Sebaliknya, kemampuan memperbaiki arteri yang mengalami infark menjadi paten, kurang
banyak tergantung pada lama gejala pasien yang menjalani PCI. Beberapa laporan menunjukkan
tidak ada pengaruh keterlambatan waktu terhadapa laju mortalitas jika PCI dikerjakan setelah 2
sampai 3 jam setelah gejala.
The Task Force on the Management of Acute Myocardial Infraction of the European Society of
Cardiology dan ACC/AHA merekomendasikan target medical contact-to-balloon atau door-ttoballoon time dalam waktu 90 menit.
Risiko STEMI
Beberapa model telah dikembangkan yang membantu dokter dalam menilai risiko mortalitas
pada pasien STEMI. JIka estimasi mortalitas dengan fibrinolisis sangat tinggi, seperti pada
pasien renjatan kardiogenik, bukti klinis menunjukkan strategi PCI lebih baik.
Risiko Perdarahan
Penilaian terapi reperfusi juga melibatkan risiko perdarahan pada pasien.
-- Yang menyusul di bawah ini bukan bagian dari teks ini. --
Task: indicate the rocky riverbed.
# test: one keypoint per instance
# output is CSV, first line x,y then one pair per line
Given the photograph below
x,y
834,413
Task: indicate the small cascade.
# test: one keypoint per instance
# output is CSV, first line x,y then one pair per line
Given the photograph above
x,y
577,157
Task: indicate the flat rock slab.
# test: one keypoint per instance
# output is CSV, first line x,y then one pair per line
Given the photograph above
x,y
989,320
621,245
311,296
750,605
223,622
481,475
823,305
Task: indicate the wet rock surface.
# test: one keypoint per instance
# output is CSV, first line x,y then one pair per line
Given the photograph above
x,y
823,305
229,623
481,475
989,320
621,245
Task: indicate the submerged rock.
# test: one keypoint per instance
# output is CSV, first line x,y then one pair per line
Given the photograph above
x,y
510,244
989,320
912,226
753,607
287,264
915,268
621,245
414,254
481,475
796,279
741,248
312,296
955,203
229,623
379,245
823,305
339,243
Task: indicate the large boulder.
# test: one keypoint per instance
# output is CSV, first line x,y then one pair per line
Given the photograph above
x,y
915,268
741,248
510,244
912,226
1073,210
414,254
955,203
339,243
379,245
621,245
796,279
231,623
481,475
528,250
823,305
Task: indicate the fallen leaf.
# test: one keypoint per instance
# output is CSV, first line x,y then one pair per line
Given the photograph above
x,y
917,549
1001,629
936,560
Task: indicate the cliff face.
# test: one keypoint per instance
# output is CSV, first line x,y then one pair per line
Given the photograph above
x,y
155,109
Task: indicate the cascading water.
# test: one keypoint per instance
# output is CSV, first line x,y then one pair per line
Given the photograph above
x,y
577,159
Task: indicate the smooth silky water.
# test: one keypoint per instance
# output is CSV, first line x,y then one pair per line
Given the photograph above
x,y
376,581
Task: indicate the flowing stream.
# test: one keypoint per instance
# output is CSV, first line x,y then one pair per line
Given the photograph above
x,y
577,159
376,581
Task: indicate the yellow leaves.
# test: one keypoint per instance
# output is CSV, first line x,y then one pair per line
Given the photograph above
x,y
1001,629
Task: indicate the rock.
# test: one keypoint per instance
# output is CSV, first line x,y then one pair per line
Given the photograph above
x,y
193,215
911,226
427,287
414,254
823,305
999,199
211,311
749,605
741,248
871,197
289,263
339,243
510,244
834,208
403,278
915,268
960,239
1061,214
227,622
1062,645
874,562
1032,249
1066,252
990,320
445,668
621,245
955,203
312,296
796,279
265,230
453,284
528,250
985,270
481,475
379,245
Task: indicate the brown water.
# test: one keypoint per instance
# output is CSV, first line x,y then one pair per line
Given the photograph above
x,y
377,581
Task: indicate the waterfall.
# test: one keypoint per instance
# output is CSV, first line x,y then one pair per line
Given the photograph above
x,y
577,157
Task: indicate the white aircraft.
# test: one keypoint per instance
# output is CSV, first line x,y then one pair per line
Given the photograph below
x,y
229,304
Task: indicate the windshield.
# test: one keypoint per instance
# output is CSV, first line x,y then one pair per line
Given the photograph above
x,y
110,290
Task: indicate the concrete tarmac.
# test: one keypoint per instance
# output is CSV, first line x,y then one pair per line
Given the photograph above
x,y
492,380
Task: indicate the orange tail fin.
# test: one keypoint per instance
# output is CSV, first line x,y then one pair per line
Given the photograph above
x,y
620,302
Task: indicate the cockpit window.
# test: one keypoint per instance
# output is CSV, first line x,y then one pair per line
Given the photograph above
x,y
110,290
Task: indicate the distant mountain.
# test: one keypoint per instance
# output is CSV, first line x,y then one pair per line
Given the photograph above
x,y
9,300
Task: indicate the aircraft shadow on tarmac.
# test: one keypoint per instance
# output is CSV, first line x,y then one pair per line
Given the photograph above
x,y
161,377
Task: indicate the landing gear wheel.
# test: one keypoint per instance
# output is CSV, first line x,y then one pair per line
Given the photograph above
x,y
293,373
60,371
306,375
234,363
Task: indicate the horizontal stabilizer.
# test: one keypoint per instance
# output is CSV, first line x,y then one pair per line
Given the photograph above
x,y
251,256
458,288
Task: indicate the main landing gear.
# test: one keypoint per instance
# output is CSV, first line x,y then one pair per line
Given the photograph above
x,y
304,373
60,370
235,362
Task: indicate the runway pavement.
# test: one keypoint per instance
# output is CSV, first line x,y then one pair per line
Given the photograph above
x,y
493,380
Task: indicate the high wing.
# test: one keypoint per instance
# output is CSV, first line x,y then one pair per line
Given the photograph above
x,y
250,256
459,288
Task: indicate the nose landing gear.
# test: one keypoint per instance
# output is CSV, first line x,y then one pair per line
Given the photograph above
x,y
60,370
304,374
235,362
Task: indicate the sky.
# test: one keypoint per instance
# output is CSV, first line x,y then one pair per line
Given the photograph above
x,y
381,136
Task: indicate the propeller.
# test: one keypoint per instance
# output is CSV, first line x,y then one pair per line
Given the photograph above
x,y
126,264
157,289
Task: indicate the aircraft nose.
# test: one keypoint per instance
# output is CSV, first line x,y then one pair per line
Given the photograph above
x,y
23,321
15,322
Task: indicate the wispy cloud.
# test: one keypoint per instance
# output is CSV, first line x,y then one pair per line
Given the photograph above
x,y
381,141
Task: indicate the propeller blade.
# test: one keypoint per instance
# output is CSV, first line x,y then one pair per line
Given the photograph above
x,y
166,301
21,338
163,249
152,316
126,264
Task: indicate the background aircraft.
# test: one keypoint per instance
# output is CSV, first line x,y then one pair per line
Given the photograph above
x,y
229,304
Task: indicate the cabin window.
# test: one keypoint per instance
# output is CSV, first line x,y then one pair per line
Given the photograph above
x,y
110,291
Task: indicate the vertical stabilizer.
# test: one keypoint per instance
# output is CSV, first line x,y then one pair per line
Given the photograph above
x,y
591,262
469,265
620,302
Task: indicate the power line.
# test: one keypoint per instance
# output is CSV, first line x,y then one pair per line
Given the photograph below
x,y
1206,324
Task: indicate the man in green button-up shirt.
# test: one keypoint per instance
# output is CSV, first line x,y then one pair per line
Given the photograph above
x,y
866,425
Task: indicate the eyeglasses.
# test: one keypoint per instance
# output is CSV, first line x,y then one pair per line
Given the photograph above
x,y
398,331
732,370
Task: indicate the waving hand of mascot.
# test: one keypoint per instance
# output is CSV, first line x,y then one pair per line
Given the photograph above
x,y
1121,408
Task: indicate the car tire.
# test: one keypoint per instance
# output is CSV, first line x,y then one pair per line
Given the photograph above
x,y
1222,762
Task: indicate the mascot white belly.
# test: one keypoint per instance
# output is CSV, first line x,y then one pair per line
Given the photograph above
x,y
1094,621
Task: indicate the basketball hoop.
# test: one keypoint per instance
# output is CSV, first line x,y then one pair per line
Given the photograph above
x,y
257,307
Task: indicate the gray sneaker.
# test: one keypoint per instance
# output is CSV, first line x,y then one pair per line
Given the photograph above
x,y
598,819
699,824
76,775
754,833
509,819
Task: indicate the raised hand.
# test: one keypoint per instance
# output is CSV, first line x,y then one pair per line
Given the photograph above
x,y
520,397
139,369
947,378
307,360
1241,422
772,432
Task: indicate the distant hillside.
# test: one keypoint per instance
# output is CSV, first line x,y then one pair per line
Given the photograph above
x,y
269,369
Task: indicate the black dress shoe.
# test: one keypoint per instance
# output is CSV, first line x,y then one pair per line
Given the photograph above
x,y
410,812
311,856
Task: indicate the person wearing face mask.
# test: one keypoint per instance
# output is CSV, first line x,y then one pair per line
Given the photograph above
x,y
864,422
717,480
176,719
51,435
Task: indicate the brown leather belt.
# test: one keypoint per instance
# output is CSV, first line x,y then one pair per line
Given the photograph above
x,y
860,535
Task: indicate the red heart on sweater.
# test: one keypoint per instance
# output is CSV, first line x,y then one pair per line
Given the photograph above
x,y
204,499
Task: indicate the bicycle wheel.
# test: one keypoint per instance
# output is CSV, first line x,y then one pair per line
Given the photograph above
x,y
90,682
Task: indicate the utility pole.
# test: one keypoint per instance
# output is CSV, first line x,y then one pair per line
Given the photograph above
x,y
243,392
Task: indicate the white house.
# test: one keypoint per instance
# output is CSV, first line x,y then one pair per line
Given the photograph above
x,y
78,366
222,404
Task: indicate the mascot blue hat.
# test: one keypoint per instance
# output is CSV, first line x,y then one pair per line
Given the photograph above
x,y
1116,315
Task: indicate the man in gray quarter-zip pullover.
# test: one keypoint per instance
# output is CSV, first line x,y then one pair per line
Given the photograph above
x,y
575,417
Jika terapii reperfusi
bersama-sama tersedia PCI dan fibrinolisis, semakin tinggi risiko perdarahan dengan terapi
fibrinolisis, semakin kuat keputusan untuk memilih PCI. Jika PCI tidak tersedia, manfaat terapi
reperfusi farmakologis harus mempertimbangkan mafaat dan risiko.
Waktu yang Dibutuhkan untuk Transport ke Laboratorium PCI
Adanya fasilitas kardiologi Intervensi merupakan penentu utama apakah PCI dapat dikerjakan.
Untuk fasilitas yang dapat mengerjakan PCI, penelitian menunjukkan PCI lebih superior dari
reperfusi farmakologis. Jika composite end point kematian, infark miokard rekuren non fatal atau
strok dianalisis, superioritas PCI terutama dalam hal penurunan laju infark miokard non fatal
berkurang.
Langkah-langkah Penilaian dalam Memilih Terapi Reperfusi pada Pasien STEMI:
Langkah 1: Nilai waktu dan risiko
Waktu sejak onset gejala

Risiko STEMI
Risiko fibrinolisis
Waktu yang dibutuhkan untuk transportasi ke laboratorium PCI yang mampu
Langkah 2: Tentukan apakah firinolisis atau strategi invasif lebih disukai. Jika presentasi kurang
dari 3 jam dan tidak ada keterlambatan untuk strategi invasive, tidak ada preferensi untuk strategi
lain.

Fibinolisis umumnya lebih disukai jika:


Presentasi awal <3 jam atau kurang dari onset gejala dan keterlambatan ke strategi invasive.
Strategi invasive bukan merupakan pilihan.
Laboratorium kateterisasi belum tersedia
Kesulitan akses vascular.
Tidak ada akses ke laboratorium PCI yang mampu.
Terlambat untuk strategi invasive:
-

Transport jauh

(Door-to-balloon)-(Door-to-needle) time lebih dari 1 jm

Medical contact-to-balloon atau door-to-balloon time lebih dari 90 menit.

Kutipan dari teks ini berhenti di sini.